Professor Chan received her doctorate in 2012 from University of California, Berkeley and held an NSF Postdoctoral Fellowship at Harvard University. She is currently an Assistant Professor at Brown University, a Sloan Research Fellow, and has recently won an NSF CAREER Award.
Chan is known for an exceptional combination of strength in both combinatorics and algebraic geometry, as well as her ability to fearlessly digest difficult techniques from other fields of mathematics. Chan has proved numerous conjectures across tropical geometry, graph theory, and algebraic geometry.
In Chan’s recent work with Galatius and Payne, they showed that the cohomology of the moduli space of genus g curves grows exponentially in a particular degree, an astounding result which contradicts conjectures of Kontsevich and Church-Farb-Putman that said this cohomology should vanish. This breakthrough comes from a deep study of moduli spaces of tropical curves.
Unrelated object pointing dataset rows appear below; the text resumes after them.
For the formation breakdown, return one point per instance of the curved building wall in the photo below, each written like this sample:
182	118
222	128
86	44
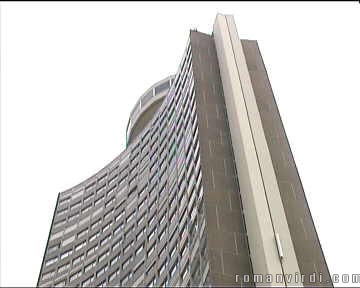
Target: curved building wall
140	220
146	106
169	211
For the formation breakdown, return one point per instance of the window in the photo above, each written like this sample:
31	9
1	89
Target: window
173	270
76	205
78	259
60	284
88	281
48	275
118	228
152	233
152	248
101	271
114	274
126	263
75	276
83	233
107	226
79	246
53	248
66	254
94	236
128	247
90	266
139	249
105	240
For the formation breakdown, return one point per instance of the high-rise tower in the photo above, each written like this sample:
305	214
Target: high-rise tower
206	192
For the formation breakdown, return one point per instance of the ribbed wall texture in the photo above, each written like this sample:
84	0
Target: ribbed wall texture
140	220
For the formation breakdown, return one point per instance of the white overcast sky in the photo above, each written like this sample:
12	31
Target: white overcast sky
71	73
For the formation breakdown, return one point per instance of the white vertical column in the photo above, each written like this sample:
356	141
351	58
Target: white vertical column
264	213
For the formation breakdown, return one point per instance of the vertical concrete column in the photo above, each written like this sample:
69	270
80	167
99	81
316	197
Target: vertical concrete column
270	242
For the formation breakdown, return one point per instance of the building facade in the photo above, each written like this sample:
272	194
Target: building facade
206	192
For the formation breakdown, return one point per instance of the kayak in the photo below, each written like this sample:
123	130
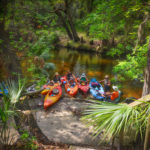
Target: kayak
48	88
72	90
84	87
52	98
63	80
96	89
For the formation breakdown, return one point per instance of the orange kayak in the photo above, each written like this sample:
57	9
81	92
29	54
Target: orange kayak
48	88
51	98
72	90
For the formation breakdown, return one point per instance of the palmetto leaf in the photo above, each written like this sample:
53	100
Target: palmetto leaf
114	118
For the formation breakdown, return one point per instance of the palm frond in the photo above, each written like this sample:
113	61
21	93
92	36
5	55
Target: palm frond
113	118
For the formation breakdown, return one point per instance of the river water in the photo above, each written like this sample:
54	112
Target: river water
93	65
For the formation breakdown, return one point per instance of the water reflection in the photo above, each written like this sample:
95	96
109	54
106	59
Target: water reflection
93	65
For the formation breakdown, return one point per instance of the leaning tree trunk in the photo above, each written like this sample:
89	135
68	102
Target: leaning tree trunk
70	21
146	86
146	90
62	19
141	31
74	33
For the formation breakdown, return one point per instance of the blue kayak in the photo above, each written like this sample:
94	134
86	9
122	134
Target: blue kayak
96	89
Chan’s foundational work on the moduli of metric graphs and tropical curves, both solo and with several co-authors, is central to the field, already having important applications, and is expected to continue to lead to further work far beyond the original papers. Chan’s work with López Martín, Pflueger, and Teixidor i Bigas proves beautiful new results on the expected number of turns in a random Young tableau and then applies them to give explicit topological information on Brill-Noether varieties that seemed beyond reach before their work.
Beyond her outstanding scientific achievements, Chan has assumed leadership roles to promote the participation of women in research, co-organizing Women@AGNES (Algebraic Geometry Northeastern Series) at Brown and Yale; serving as Faculty Advisor for the Horizons Seminar at Brown, featuring talks and workshops on topics including diversity, community, and career development for young mathematicians; and organizing the peer Mentoring Network for women in math at Brown.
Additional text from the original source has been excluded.